There's a subtle but important difference between database servers being unavailable and user data being unavailable. The former is an immediate cause, the latter is a symptom.

Cause-based alerts have their place

Sometimes, there's no symptom to alert on, but you still need to be alerted to a situation. An example is running low on memory. You want rules to notify you of issues that could become a problem before they cause a symptom. In this case, you can write a rule to alert on this condition.

However, don't write cause-based rules that trigger on call alerts for symptoms you can catch otherwise.

Tickets, reports, and email

Alerts that need attention soon, but not right away are subcritical alerts. Here are some suggestions for logging subcritical alerts to follow up on later:

  • Bug or ticket-tracking systems can be useful for this type of alert: An alert can open a bug, as long as the same alert gets correctly placed in a single ticket or bug. These bugs can then go through a triage process to be assigned to someone to follow up on. It's important that these types of issues be addressed before they become critical. Take into account how much of your team members' time can be devoted to fixing bug.
  • A daily (or more frequent) report can be useful: Write subcritical alerts that are long-lived, for example, the database is over 90% full, to a report that shows all active alerts. Assign someone to triage this report daily.
  • Every alert should be tracked through a workflow system: This ensures that they're being seen and addressed.

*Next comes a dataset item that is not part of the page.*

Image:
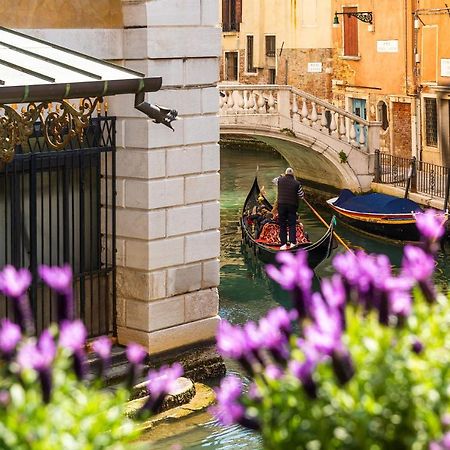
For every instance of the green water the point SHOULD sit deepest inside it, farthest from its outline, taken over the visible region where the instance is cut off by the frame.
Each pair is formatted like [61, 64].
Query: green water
[245, 291]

In general, create a system that promotes accountability for responsiveness, but doesn't have the high cost of immediate human intervention.

Playbooks

Playbooks, sometimes referred to as runbooks, are an important part of an alerting system. Have an entry in the playbook that explains what to do for each alert or family of alerts that catch a symptom.

Tracking and accountability

If someone receives an alert and determines that there's nothing wrong, that's a sign that you need to remove the rule, demote it, or collect data in some other way. Alerts that are less than 50% accurate are considered to be broken. Even those that trigger false positives 10% of the time merit re-evaluation.

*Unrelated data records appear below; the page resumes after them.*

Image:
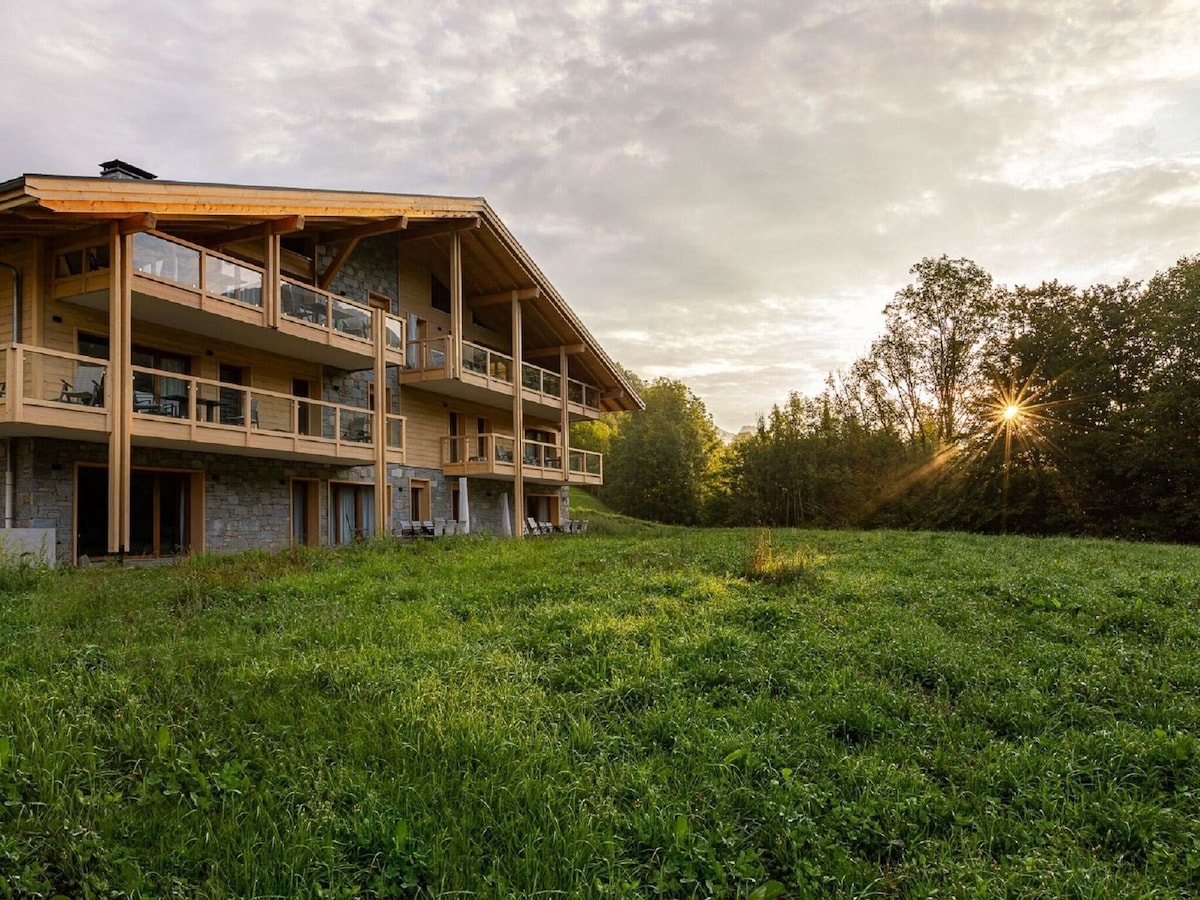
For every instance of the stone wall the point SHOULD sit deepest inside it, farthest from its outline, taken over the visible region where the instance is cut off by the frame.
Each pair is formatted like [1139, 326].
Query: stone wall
[371, 267]
[247, 501]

Having a weekly review of all triggered on-call alerts and analyzing quarterly alert statistics can help you to see patterns that are lost when focusing on individual alerts.

When to seek the exception from the rule?

Here are some reasons you might break the above guidelines:

  • You have a known cause that actually sits below the noise in your symptoms: For example, if your service has 99.99% availability, but you have a common event that causes 0.001% of requests to fail, you can't alert on it as a symptom because it's in the noise, but you can catch the causative event.

  • You can't monitor at the entry point because you lose data resolution: For example, you tolerate some endpoints being slow, like credit-card validation. At your load balancers, this distinction may be lost. You will need to walk down the stack and alert from the highest place where you have the distinction.

  • Your symptoms don't appear until it's too late: For example, you've run out of quota. You need to alert someone before it's too late, and sometimes that means finding a cause to alert on. For example, your usage is greater than 80% and will run out in less than four hours at the growth rate of the last one hour.

    However, you should also be able to find a similar cause that's less urgent. For example, your quota is greater than 90% and will run out in less than four days at the growth rate of the last day. That set of circumstances will catch most cases. You can then deal with the problem as a ticket or email alert or daily problem report, rather than the last-ditch escalation that an alert represents.

  • Your alert setup is more complex than the problems it's trying to detect: The goal should be to move towards simple, robust, self-protecting systems.